Known for his work with Hebrew and Arabic texts, Cole was a 2007 MacArthur Fellow, receiving the so-called “genius grant” for his translations, which have transformed even poems “long regarded as “untranslatable,” into English versions that “retain the subtleties, complexities, and formal elegance of the original verse.” Along with this expertise in the realm of translation, the MacArthur Foundation praised Cole for the “implicit message of cultural and historical cross-fertilization that is also evident in his work as a poet and a publisher.” The publishing house Ibis Editions, founded by Cole and his wife Adina Hoffman in 1998, dedicates its mission to the literary works and languages of the Levant.

While no simple description can frame the widespread spiritual and religious history of Kabbalah, it’s helpful to keep in mind Cole’s observation that the “poems not only depict a mystical process, they produce it.” It is the poems’ ability to act as “highly charged carriers of initial vision and actual practice” that appeal to the Kabbalist, the philologist, the poet, and the general reader. In a recent interview for Margellos WRL, Cole expressed his hope to “bring readers into the world and force field of this verse in every way—acoustically, spiritually, culturally, historically.” If poetry allows for the “transmission of wisdom,” translation allows for the transmission of that wisdom across linguistic and cultural boundaries.

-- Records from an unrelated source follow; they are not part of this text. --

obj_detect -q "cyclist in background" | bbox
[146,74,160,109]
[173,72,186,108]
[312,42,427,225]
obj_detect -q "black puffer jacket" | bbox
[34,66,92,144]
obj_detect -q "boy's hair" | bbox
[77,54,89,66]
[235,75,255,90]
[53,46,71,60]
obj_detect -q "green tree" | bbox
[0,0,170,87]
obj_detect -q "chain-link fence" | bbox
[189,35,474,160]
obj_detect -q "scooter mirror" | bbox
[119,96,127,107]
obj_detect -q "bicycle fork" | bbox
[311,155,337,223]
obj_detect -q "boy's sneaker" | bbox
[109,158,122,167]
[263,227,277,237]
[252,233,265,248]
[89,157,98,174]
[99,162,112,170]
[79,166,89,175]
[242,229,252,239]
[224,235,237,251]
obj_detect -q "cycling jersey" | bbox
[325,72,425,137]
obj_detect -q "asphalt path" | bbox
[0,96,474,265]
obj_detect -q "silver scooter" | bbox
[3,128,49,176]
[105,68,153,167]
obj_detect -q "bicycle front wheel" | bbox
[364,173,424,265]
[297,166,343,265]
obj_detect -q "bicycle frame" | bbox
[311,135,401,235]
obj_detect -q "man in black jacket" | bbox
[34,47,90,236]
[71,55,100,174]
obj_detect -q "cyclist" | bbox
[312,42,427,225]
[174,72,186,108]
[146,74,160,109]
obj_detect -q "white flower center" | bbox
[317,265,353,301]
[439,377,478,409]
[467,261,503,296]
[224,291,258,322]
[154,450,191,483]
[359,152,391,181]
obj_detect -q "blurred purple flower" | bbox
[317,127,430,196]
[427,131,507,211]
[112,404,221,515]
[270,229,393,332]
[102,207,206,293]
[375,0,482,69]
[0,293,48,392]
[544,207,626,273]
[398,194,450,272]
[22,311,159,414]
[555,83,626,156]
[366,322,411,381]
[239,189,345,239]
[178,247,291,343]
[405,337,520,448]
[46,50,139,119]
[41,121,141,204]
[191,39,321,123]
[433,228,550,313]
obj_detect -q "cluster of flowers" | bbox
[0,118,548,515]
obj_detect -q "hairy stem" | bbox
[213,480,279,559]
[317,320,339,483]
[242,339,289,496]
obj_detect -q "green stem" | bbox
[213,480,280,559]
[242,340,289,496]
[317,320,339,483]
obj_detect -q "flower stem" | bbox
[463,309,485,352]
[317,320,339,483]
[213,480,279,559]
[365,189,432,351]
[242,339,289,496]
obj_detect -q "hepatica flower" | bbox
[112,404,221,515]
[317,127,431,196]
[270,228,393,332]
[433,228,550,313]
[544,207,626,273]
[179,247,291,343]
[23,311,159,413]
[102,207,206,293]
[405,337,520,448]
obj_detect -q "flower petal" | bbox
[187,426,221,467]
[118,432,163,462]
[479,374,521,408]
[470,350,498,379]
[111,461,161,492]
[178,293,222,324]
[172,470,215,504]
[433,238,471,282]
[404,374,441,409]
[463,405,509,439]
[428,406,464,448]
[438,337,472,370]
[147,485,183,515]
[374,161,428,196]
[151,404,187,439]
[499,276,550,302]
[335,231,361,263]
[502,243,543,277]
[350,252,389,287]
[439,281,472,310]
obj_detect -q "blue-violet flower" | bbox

Dissemination of wisdom, of lux et veritas,is central to Yale University Press’s purpose, and for this reason, we have been exceedingly proud to publish both Cole and Hoffman’s work, beginning in 2009 with Hoffman’s acclaimed biography of Palestinian poet Taha Muhammad Ali, My Happiness Bears No Relation to Happiness: A Poet’s Life in the Palestinian Century. A friendship—that to some would seem unlikely—had developed between the two American Jews and the Palestinian shopkeeper-writer. Working with the poet himself, and with Yahya Hijazi and Gabriel Levin, Cole translated and published the first of Muhammad Ali’s collections in English, Never Mind: Twenty Poems and a Story in 2000; then in 2006 Copper Canyon Press published So What: New and Selected Poems, 1971-2005 in 2006.

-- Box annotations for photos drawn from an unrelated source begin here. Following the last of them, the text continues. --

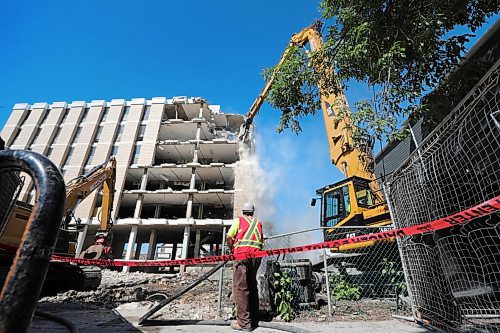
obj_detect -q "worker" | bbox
[227,202,264,332]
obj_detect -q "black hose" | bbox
[34,311,78,333]
[143,319,311,333]
[139,261,227,325]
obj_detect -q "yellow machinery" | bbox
[242,21,391,244]
[0,149,116,295]
[63,157,116,259]
[0,157,116,255]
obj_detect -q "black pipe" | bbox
[139,261,227,325]
[144,319,311,333]
[0,150,66,333]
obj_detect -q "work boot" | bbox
[231,320,252,332]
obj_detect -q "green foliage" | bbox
[273,272,295,322]
[263,0,500,140]
[329,274,361,301]
[380,258,408,296]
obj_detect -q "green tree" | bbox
[263,0,500,140]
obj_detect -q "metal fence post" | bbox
[217,227,226,319]
[382,183,417,318]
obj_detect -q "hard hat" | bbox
[241,201,255,213]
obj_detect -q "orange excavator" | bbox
[0,150,116,294]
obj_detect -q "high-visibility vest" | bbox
[234,216,264,250]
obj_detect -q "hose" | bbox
[34,311,78,333]
[144,319,311,333]
[139,261,227,325]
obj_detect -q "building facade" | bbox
[0,97,252,270]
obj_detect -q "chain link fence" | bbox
[219,226,410,320]
[389,61,500,332]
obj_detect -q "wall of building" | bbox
[1,97,252,270]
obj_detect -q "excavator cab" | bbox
[316,176,391,240]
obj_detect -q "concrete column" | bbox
[123,225,137,272]
[146,229,156,260]
[186,102,203,219]
[75,224,89,258]
[180,101,203,272]
[134,168,148,219]
[182,225,191,259]
[134,194,144,219]
[194,229,201,258]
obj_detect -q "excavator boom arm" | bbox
[242,21,379,187]
[65,157,116,230]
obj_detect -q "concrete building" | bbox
[0,97,252,270]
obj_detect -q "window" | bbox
[111,145,120,156]
[32,127,42,143]
[137,125,146,141]
[122,106,130,121]
[94,125,103,142]
[40,109,49,125]
[63,147,75,165]
[61,109,70,124]
[354,182,373,207]
[141,105,151,121]
[73,126,82,143]
[132,145,141,164]
[115,125,125,142]
[52,127,61,143]
[101,107,109,122]
[80,108,90,123]
[11,128,22,145]
[84,146,96,165]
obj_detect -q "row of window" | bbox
[12,105,151,145]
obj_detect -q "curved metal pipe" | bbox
[0,150,66,333]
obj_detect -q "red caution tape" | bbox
[0,196,500,267]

Now, with The Poetry of Kabbalah, Cole has presented a poetic tradition that transcends the constraints of language, the sublime and startling elements of Jewish mysticism speaking to each other on the pages of this work as loudly and clearly as they would in Hebrew. The Poetry of Kabbalah takes its readers on a journey both poetic and emotional, with this superb translation, enabling the ideas of Kabbalah to flow naturally. Cole’s poetic treatment and careful selections are thus an invaluable guide to understanding experiences not only beyond English, but beyond ourselves in ways both spiritual and physical.